From: Vincent Guittot
Date: Fri Mar 13 2020 - 12:10:10 EST


On Fri, 13 Mar 2020 at 16:47, Valentin Schneider
<valentin.schneider@xxxxxxx> wrote:
>
>
> On Fri, Mar 13 2020, Vincent Guittot wrote:
> >> > And with more coffee that's another Doh, ASYM_PACKING would end up as
> >> > migrate_task. So this only affects the reduced capacity migration, which
> >>
> >> yes ASYM_PACKING uses migrate_task and the case of reduced capacity
> >> would use it too and would not be impacted by this patch. I say
> >> "would" because the original rework of load balance got rid of this
> >> case. I'm going to prepare a separate fix for this
> >
> > After more thought, I think that we are safe for reduced capacity too
> > because this is handled in the migrate_load case. In my previous
> > reply, I was thinking of the case where rq is not overloaded but cpu
> > has reduced capacity which is not handled. But in such case, we don't
> > have to force the migration of the task because there is still enough
> > capacity otherwise rq would be overloaded and we are back to the case
> > already handled
> >
>
> Good point on the capacity reduction vs group_is_overloaded.
>
> That said, can't we also reach this with migrate_task? Say the local

The test has only been added for migrate_util so migrate_task is not impacted

> group is entirely idle, and the busiest group has a few non-idle CPUs
> but they all have at most 1 running task. AFAICT we would still go to
> calculate_imbalance(), and try to balance out the number of idle CPUs.

such case is handled by migrate_task when we try to even the number of
tasks between groups

>
> If the migration_type is migrate_util, that can't happen because of this
> change. Since we have this progressive balancing strategy (tasks -> util
> -> load), it's a bit odd to have this "gap" in the middle where we get
> one less possibility to trigger active balance, don't you think?

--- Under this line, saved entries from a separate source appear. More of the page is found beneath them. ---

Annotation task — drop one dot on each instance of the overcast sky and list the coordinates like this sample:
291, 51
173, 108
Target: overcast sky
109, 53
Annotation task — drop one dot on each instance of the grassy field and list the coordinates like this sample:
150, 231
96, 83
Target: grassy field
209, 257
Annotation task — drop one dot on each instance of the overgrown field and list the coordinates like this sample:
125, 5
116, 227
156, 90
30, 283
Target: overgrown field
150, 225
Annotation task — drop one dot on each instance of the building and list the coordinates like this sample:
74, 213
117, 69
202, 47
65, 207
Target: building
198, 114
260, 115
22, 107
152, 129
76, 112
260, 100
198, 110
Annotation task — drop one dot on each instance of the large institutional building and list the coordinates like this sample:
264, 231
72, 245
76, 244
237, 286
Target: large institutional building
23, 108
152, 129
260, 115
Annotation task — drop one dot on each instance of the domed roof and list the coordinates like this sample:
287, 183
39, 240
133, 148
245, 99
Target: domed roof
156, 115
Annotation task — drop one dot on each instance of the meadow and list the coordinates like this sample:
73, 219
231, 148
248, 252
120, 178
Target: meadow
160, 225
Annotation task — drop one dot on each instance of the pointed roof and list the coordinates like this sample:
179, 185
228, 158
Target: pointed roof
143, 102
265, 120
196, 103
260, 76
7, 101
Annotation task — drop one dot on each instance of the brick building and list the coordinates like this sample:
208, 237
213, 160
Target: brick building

That
> is, providing I didn't say nonsense again :)

Right now, I can't think of a use case that could trigger such
situation because we use migrate_util when source is overloaded which
means that there is at least one waiting task and we favor this task
in priority

>
> It's not a super big deal, but I think it's nice if we can maintain a
> consistent / gradual migration policy.
>
> >>
> >> > might be hard to notice in benchmarks.